I know I also trace back some of the things I like most about myself to her.

She exuded independence– not in a screaming 1960’s radical way, but just by being herself. Grandma instilled that quiet sense of independence in me.  She encouraged and foster my interest in politics and funny people. It was probably sleeping over at her house that I watched Carson for the first time—and saw the nightly combination of those two worlds. I wasn’t older than 12 when she told me that I would really enjoy David Letterman. Now, she didn’t exactly tell me to watch a TV show at 12:30 in the morning, but she kinda did. And I’m glad I did.

Grandma also treated me as an equal in our discussions about the world. She never discounted my thoughts or opinions. It was sitting at her worn out white formica kitchen table, with the little 13-inch black-and-white TV always running in the corner, drinking Red Rose tea or instant coffee that she showed me that way.

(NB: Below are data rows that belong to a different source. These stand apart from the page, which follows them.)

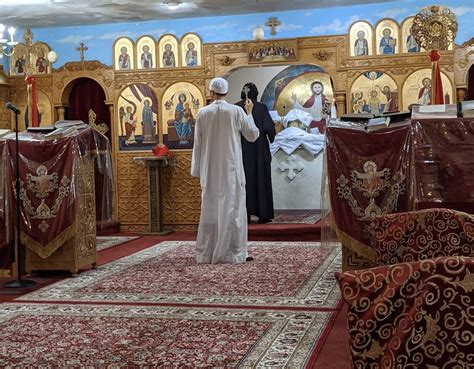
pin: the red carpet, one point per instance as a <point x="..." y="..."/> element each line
<point x="319" y="347"/>
<point x="297" y="275"/>
<point x="64" y="335"/>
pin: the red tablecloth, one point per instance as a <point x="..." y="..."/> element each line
<point x="48" y="191"/>
<point x="369" y="174"/>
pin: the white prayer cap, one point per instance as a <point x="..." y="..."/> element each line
<point x="219" y="86"/>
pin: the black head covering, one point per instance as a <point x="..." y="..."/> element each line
<point x="252" y="91"/>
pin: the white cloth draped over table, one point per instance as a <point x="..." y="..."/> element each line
<point x="292" y="137"/>
<point x="217" y="161"/>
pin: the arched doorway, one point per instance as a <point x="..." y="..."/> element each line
<point x="296" y="176"/>
<point x="84" y="100"/>
<point x="470" y="83"/>
<point x="87" y="95"/>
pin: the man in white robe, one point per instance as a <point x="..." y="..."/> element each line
<point x="217" y="161"/>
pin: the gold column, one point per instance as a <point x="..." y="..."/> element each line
<point x="461" y="93"/>
<point x="340" y="103"/>
<point x="5" y="116"/>
<point x="61" y="112"/>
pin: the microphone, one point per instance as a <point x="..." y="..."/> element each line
<point x="12" y="107"/>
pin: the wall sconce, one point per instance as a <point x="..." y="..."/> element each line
<point x="5" y="43"/>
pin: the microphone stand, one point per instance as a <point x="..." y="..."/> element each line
<point x="18" y="283"/>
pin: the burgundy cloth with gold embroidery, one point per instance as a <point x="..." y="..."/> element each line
<point x="422" y="234"/>
<point x="411" y="315"/>
<point x="369" y="175"/>
<point x="444" y="163"/>
<point x="47" y="187"/>
<point x="5" y="249"/>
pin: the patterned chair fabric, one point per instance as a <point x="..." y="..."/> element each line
<point x="420" y="235"/>
<point x="411" y="315"/>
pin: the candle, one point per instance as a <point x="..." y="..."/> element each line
<point x="11" y="31"/>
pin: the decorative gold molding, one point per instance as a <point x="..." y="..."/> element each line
<point x="322" y="55"/>
<point x="225" y="61"/>
<point x="82" y="66"/>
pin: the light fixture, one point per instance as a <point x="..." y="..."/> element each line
<point x="5" y="43"/>
<point x="172" y="4"/>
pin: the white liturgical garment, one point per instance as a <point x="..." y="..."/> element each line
<point x="217" y="161"/>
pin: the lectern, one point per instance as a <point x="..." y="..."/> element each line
<point x="155" y="166"/>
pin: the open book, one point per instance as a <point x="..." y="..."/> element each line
<point x="440" y="111"/>
<point x="467" y="109"/>
<point x="373" y="122"/>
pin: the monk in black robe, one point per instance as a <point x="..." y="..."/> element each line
<point x="257" y="159"/>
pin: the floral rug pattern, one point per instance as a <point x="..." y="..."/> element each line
<point x="104" y="242"/>
<point x="291" y="274"/>
<point x="122" y="336"/>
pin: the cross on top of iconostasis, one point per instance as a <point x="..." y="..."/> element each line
<point x="273" y="23"/>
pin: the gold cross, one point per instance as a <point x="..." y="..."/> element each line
<point x="81" y="50"/>
<point x="273" y="23"/>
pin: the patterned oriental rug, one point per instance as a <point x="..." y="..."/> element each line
<point x="104" y="242"/>
<point x="123" y="336"/>
<point x="293" y="216"/>
<point x="283" y="275"/>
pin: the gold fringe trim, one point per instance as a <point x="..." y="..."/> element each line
<point x="48" y="249"/>
<point x="5" y="273"/>
<point x="360" y="248"/>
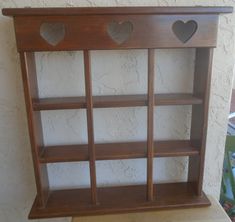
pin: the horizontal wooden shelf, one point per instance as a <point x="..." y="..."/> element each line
<point x="113" y="151"/>
<point x="115" y="10"/>
<point x="122" y="199"/>
<point x="115" y="101"/>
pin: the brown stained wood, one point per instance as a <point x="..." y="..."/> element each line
<point x="116" y="151"/>
<point x="117" y="28"/>
<point x="114" y="10"/>
<point x="90" y="127"/>
<point x="150" y="124"/>
<point x="202" y="79"/>
<point x="115" y="101"/>
<point x="119" y="200"/>
<point x="34" y="125"/>
<point x="91" y="32"/>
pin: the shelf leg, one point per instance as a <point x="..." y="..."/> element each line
<point x="90" y="127"/>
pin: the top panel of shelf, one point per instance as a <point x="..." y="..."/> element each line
<point x="115" y="10"/>
<point x="67" y="29"/>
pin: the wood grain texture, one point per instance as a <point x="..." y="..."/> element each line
<point x="202" y="81"/>
<point x="90" y="127"/>
<point x="115" y="10"/>
<point x="115" y="151"/>
<point x="116" y="101"/>
<point x="214" y="213"/>
<point x="90" y="32"/>
<point x="101" y="28"/>
<point x="118" y="200"/>
<point x="150" y="124"/>
<point x="29" y="78"/>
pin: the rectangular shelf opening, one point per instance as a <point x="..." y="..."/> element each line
<point x="120" y="199"/>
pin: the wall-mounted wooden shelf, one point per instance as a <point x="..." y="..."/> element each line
<point x="86" y="29"/>
<point x="115" y="101"/>
<point x="115" y="151"/>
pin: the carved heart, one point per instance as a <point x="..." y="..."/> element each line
<point x="184" y="30"/>
<point x="52" y="33"/>
<point x="120" y="31"/>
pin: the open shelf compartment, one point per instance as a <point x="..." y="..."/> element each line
<point x="100" y="28"/>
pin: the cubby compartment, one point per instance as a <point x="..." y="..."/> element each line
<point x="61" y="175"/>
<point x="163" y="94"/>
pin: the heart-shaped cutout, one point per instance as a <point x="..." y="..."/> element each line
<point x="120" y="31"/>
<point x="52" y="33"/>
<point x="184" y="30"/>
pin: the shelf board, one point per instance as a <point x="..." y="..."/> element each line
<point x="113" y="151"/>
<point x="123" y="199"/>
<point x="115" y="101"/>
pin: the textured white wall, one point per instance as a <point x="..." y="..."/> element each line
<point x="114" y="72"/>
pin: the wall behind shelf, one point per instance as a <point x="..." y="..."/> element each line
<point x="17" y="188"/>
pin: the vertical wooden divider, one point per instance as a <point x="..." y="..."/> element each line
<point x="201" y="88"/>
<point x="150" y="124"/>
<point x="28" y="69"/>
<point x="90" y="126"/>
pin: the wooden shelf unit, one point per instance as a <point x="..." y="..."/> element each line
<point x="86" y="29"/>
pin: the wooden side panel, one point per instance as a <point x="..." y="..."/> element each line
<point x="202" y="79"/>
<point x="34" y="125"/>
<point x="90" y="127"/>
<point x="150" y="141"/>
<point x="115" y="32"/>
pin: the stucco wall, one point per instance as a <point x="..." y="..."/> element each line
<point x="114" y="72"/>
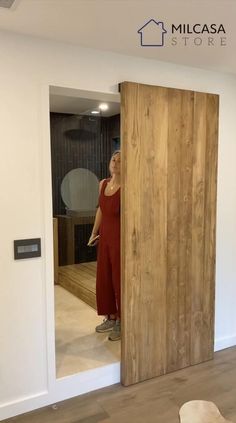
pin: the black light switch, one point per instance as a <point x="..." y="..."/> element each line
<point x="27" y="248"/>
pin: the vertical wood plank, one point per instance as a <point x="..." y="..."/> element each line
<point x="144" y="177"/>
<point x="169" y="163"/>
<point x="210" y="227"/>
<point x="198" y="225"/>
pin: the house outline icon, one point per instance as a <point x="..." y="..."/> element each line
<point x="155" y="38"/>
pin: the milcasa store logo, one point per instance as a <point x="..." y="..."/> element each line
<point x="154" y="34"/>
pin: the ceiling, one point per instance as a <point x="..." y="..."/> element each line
<point x="112" y="25"/>
<point x="81" y="102"/>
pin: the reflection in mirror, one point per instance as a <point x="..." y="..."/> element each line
<point x="81" y="146"/>
<point x="79" y="192"/>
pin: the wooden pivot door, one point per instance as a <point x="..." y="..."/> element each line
<point x="169" y="168"/>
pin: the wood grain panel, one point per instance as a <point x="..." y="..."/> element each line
<point x="169" y="156"/>
<point x="55" y="249"/>
<point x="80" y="280"/>
<point x="144" y="234"/>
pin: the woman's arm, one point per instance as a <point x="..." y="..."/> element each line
<point x="98" y="217"/>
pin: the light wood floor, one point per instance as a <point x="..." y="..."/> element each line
<point x="154" y="401"/>
<point x="78" y="346"/>
<point x="80" y="280"/>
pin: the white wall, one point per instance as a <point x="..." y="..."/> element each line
<point x="28" y="67"/>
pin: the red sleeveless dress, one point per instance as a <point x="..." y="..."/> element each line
<point x="108" y="259"/>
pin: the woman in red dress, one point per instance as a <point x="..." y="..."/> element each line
<point x="107" y="225"/>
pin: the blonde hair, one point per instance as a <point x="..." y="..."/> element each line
<point x="115" y="152"/>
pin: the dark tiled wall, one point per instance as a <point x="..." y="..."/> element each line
<point x="80" y="141"/>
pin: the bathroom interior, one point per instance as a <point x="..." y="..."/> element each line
<point x="84" y="131"/>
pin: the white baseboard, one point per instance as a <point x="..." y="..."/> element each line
<point x="225" y="342"/>
<point x="81" y="383"/>
<point x="64" y="388"/>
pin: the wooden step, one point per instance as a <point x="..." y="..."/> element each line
<point x="80" y="280"/>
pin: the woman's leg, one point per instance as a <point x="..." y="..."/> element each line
<point x="106" y="300"/>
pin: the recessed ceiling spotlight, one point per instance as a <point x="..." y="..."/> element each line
<point x="103" y="106"/>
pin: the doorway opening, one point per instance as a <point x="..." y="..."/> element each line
<point x="83" y="137"/>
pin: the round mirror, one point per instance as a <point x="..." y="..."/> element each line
<point x="79" y="190"/>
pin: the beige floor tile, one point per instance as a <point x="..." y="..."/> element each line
<point x="78" y="346"/>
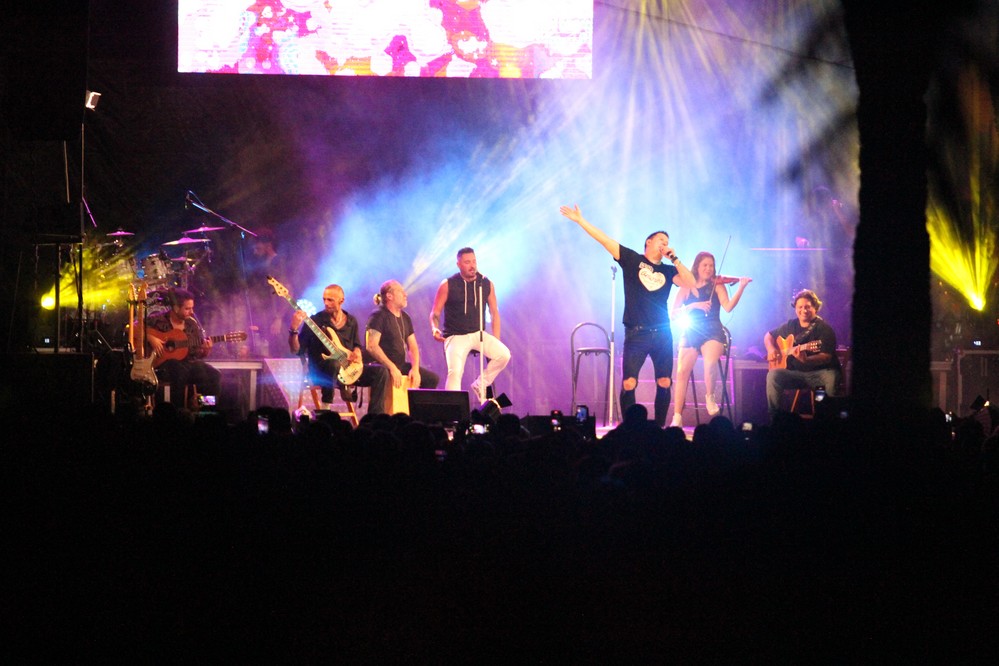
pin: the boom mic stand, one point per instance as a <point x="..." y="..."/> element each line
<point x="195" y="201"/>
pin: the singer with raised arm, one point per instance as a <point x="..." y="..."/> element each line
<point x="647" y="284"/>
<point x="461" y="299"/>
<point x="178" y="345"/>
<point x="700" y="309"/>
<point x="801" y="352"/>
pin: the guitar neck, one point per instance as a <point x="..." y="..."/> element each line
<point x="335" y="352"/>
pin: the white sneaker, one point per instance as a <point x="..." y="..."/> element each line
<point x="709" y="402"/>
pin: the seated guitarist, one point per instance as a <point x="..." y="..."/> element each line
<point x="323" y="371"/>
<point x="190" y="369"/>
<point x="801" y="352"/>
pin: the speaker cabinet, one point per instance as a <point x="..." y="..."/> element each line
<point x="40" y="381"/>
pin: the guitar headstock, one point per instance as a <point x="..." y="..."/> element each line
<point x="279" y="288"/>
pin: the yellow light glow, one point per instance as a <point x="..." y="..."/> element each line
<point x="969" y="270"/>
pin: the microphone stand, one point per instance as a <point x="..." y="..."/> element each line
<point x="482" y="348"/>
<point x="610" y="369"/>
<point x="193" y="199"/>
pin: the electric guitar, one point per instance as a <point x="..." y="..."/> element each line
<point x="176" y="343"/>
<point x="347" y="372"/>
<point x="786" y="347"/>
<point x="397" y="399"/>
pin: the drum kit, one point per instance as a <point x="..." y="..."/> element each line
<point x="114" y="267"/>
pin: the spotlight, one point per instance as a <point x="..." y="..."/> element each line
<point x="978" y="403"/>
<point x="491" y="408"/>
<point x="92" y="100"/>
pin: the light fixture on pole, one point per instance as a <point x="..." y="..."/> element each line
<point x="93" y="98"/>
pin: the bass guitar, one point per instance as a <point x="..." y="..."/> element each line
<point x="786" y="347"/>
<point x="347" y="372"/>
<point x="176" y="344"/>
<point x="397" y="399"/>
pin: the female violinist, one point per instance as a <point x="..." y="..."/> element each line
<point x="704" y="333"/>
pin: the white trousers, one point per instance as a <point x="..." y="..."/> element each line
<point x="457" y="348"/>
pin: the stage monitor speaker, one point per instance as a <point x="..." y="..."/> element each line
<point x="542" y="425"/>
<point x="434" y="406"/>
<point x="39" y="381"/>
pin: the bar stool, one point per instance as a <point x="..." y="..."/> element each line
<point x="726" y="401"/>
<point x="842" y="384"/>
<point x="346" y="394"/>
<point x="579" y="352"/>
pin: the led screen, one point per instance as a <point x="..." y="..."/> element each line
<point x="420" y="38"/>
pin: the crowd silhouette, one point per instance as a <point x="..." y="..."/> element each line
<point x="179" y="536"/>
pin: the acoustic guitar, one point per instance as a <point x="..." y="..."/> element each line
<point x="176" y="344"/>
<point x="141" y="363"/>
<point x="348" y="373"/>
<point x="786" y="347"/>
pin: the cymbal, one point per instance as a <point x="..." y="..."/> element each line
<point x="185" y="240"/>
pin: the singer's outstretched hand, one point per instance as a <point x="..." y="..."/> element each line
<point x="572" y="213"/>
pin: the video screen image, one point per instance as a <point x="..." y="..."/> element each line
<point x="530" y="39"/>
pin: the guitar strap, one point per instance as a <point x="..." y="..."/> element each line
<point x="808" y="331"/>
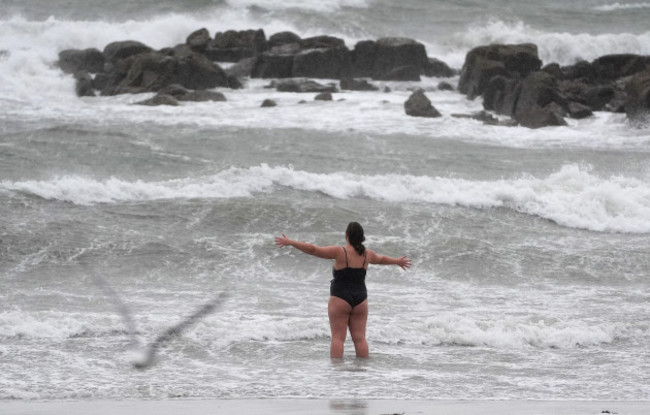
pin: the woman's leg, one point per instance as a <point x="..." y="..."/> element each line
<point x="358" y="319"/>
<point x="339" y="314"/>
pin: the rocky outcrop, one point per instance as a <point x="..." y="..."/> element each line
<point x="183" y="94"/>
<point x="352" y="84"/>
<point x="301" y="86"/>
<point x="327" y="63"/>
<point x="86" y="60"/>
<point x="637" y="105"/>
<point x="159" y="100"/>
<point x="233" y="46"/>
<point x="486" y="62"/>
<point x="511" y="83"/>
<point x="418" y="105"/>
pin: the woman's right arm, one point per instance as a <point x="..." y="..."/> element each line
<point x="374" y="258"/>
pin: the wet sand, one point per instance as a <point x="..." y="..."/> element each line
<point x="323" y="407"/>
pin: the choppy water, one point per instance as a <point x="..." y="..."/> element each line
<point x="530" y="247"/>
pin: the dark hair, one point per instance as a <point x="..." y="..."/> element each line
<point x="355" y="237"/>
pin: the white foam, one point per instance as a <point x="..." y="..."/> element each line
<point x="563" y="48"/>
<point x="573" y="196"/>
<point x="621" y="6"/>
<point x="506" y="332"/>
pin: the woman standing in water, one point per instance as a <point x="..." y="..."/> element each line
<point x="348" y="304"/>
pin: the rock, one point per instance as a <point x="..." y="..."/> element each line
<point x="439" y="69"/>
<point x="121" y="50"/>
<point x="147" y="72"/>
<point x="537" y="117"/>
<point x="609" y="68"/>
<point x="159" y="100"/>
<point x="198" y="41"/>
<point x="445" y="86"/>
<point x="233" y="46"/>
<point x="302" y="86"/>
<point x="418" y="105"/>
<point x="287" y="49"/>
<point x="401" y="73"/>
<point x="501" y="95"/>
<point x="538" y="90"/>
<point x="204" y="96"/>
<point x="485" y="62"/>
<point x="282" y="38"/>
<point x="183" y="94"/>
<point x="272" y="65"/>
<point x="554" y="69"/>
<point x="241" y="69"/>
<point x="330" y="63"/>
<point x="637" y="105"/>
<point x="598" y="97"/>
<point x="582" y="70"/>
<point x="322" y="42"/>
<point x="84" y="84"/>
<point x="483" y="116"/>
<point x="99" y="81"/>
<point x="378" y="59"/>
<point x="475" y="79"/>
<point x="233" y="82"/>
<point x="579" y="111"/>
<point x="86" y="60"/>
<point x="151" y="72"/>
<point x="352" y="84"/>
<point x="323" y="96"/>
<point x="198" y="72"/>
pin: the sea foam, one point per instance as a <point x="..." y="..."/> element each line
<point x="573" y="196"/>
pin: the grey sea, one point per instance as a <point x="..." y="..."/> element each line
<point x="530" y="248"/>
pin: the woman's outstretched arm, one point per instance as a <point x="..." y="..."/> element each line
<point x="374" y="258"/>
<point x="327" y="252"/>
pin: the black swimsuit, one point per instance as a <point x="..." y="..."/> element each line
<point x="349" y="284"/>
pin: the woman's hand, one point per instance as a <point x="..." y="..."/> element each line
<point x="282" y="240"/>
<point x="404" y="262"/>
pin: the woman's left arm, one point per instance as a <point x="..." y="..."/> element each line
<point x="327" y="252"/>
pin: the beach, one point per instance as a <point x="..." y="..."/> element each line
<point x="138" y="269"/>
<point x="325" y="407"/>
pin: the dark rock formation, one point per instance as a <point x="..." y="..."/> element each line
<point x="376" y="60"/>
<point x="150" y="72"/>
<point x="302" y="86"/>
<point x="330" y="63"/>
<point x="445" y="86"/>
<point x="485" y="117"/>
<point x="87" y="60"/>
<point x="418" y="105"/>
<point x="352" y="84"/>
<point x="283" y="38"/>
<point x="269" y="103"/>
<point x="537" y="117"/>
<point x="322" y="42"/>
<point x="485" y="62"/>
<point x="273" y="65"/>
<point x="438" y="68"/>
<point x="124" y="49"/>
<point x="637" y="105"/>
<point x="401" y="73"/>
<point x="198" y="41"/>
<point x="233" y="46"/>
<point x="184" y="94"/>
<point x="241" y="69"/>
<point x="159" y="100"/>
<point x="84" y="84"/>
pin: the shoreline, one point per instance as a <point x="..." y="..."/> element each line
<point x="348" y="406"/>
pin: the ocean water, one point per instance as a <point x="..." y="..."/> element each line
<point x="530" y="248"/>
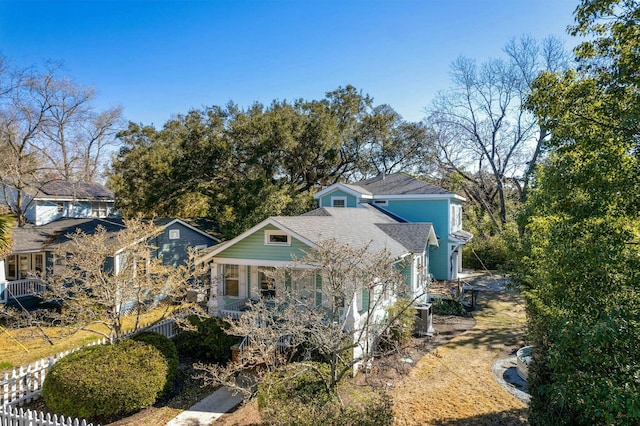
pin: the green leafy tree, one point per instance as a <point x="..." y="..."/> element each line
<point x="239" y="166"/>
<point x="582" y="245"/>
<point x="483" y="134"/>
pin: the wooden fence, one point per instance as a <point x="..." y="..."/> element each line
<point x="24" y="384"/>
<point x="13" y="416"/>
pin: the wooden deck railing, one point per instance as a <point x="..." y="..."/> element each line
<point x="21" y="288"/>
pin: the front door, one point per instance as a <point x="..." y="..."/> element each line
<point x="24" y="266"/>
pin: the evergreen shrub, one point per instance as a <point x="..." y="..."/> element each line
<point x="168" y="350"/>
<point x="209" y="342"/>
<point x="104" y="382"/>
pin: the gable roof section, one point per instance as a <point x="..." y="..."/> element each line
<point x="166" y="222"/>
<point x="355" y="227"/>
<point x="64" y="190"/>
<point x="31" y="238"/>
<point x="411" y="235"/>
<point x="399" y="184"/>
<point x="396" y="185"/>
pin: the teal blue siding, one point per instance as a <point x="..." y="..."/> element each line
<point x="318" y="289"/>
<point x="253" y="247"/>
<point x="407" y="274"/>
<point x="326" y="200"/>
<point x="435" y="212"/>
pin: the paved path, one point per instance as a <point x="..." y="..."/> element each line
<point x="208" y="410"/>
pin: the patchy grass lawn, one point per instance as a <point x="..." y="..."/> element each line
<point x="454" y="385"/>
<point x="23" y="346"/>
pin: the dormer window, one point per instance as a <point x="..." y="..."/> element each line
<point x="276" y="238"/>
<point x="99" y="210"/>
<point x="338" y="201"/>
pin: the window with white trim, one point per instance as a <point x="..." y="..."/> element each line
<point x="303" y="284"/>
<point x="99" y="209"/>
<point x="276" y="238"/>
<point x="338" y="201"/>
<point x="231" y="280"/>
<point x="267" y="282"/>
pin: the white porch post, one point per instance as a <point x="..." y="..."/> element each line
<point x="3" y="283"/>
<point x="215" y="295"/>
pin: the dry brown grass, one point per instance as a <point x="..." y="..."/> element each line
<point x="23" y="346"/>
<point x="454" y="385"/>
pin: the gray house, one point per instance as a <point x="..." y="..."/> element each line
<point x="34" y="247"/>
<point x="58" y="199"/>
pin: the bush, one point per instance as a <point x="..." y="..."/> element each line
<point x="209" y="343"/>
<point x="297" y="395"/>
<point x="401" y="329"/>
<point x="105" y="381"/>
<point x="168" y="350"/>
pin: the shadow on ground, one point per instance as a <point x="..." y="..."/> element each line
<point x="504" y="418"/>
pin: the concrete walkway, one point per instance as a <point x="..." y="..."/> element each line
<point x="208" y="410"/>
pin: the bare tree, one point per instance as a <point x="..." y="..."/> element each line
<point x="101" y="277"/>
<point x="484" y="136"/>
<point x="49" y="130"/>
<point x="339" y="322"/>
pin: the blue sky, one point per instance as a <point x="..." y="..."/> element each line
<point x="161" y="58"/>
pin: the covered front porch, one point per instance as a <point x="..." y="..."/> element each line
<point x="237" y="283"/>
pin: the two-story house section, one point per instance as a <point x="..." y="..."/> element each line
<point x="62" y="199"/>
<point x="408" y="199"/>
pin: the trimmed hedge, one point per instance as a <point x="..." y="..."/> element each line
<point x="105" y="381"/>
<point x="209" y="343"/>
<point x="168" y="350"/>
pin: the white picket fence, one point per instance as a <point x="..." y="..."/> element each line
<point x="24" y="384"/>
<point x="13" y="416"/>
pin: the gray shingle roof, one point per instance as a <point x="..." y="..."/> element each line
<point x="396" y="184"/>
<point x="358" y="227"/>
<point x="413" y="236"/>
<point x="31" y="238"/>
<point x="75" y="190"/>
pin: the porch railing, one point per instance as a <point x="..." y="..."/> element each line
<point x="233" y="309"/>
<point x="21" y="288"/>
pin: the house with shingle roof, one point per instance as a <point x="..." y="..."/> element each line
<point x="240" y="267"/>
<point x="61" y="199"/>
<point x="410" y="200"/>
<point x="407" y="217"/>
<point x="34" y="249"/>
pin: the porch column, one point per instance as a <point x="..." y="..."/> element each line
<point x="215" y="295"/>
<point x="3" y="283"/>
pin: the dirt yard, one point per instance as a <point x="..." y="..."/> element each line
<point x="448" y="380"/>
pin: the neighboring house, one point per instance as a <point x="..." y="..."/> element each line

It’s a fantastic vantage point to live from—to try to find the common ground to build a bond, as opposed to finding or reverting back to your self-perceived superiority over someone else. Grandma showed me, by example, that just because I’m older or more experienced or smarter or whatever-er… that my opinion doesn’t count any more than yours.

As this 2016 Presidential campaign plunges on, I can only imagine the political discussions she and my ol’man are having over heaven’s version of that kitchen table set with instant coffee and chain-smoked cigarettes (His Parliament, hers Kool.)

Hahaha, I’m chuckling out loud at the thought. Just like grandma would have.